My question is how to avoid being penalized by Google for “duplicate content”.
This relates to my Subsection page which lists hundreds of “article summaries”.
To make things more manageable, I added Sorting and Pagination, and so now things look like this…
www.debbie.com/finance/economy/?sortname=by-date&sortdir=desc&page=1
www.debbie.com/finance/economy/?sortname=by-date&sortdir=desc&page=2
www.debbie.com/finance/economy/?sortname=by-date&sortdir=desc&page=3
www.debbie.com/finance/economy/?sortname=by-date&sortdir=desc&page=4
www.debbie.com/finance/economy/?sortname=by-date&sortdir=desc&page=5
To address the “duplicate content” issue, I have taken these steps so far…
Step #1: Changed the URL from a directory structure style…
www.debbie.com/finance/economy/by-date/desc/5
to a URL with a Query String…
www.debbie.com/finance/economy/?sortname=by-date&sortdir=desc&page=5
Step #2: Used PHP to dynamically add in rel=“prev” and rel=“next” meta-tags to each page…

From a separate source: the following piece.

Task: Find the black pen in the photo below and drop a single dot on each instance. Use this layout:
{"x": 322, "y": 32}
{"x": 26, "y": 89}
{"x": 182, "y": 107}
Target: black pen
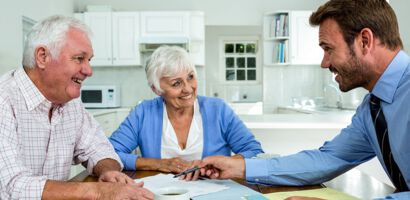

<!-- Page Relationships -->
<link rel='prev' href='http://local.debbie/finance/economy/?sortname=by-date&sortdir=desc&page=2'>
<link rel='next' href='http://local.debbie/finance/economy/?sortname=by-date&sortdir=desc&page=4'>
So far, so good…
However, where I am confused is this…
What needs to be done so that Google doesn’t penalize me when a page is similar (or the same) because of Sorting?
Originally, I was going to try and implement rel=canonical, but things get rather tricky when you consider these pages also include pagination!
According to Google’s 5 common mistakes with rel=canonical, you should NOT use rel=canonical on the first page of a paginated series.
As far as I can tell, using rel=canonical would cancel out using rel=“prev” and rel=“next” in my particular situation.
The best idea that I can come up with is to NOT use rel=canonical, but instead use Google’s Webmaster Tool thing, and define that I want the Googlebot to ignore the parameters sortname and sortdir.
What do you think?
Sincerely,
Debbie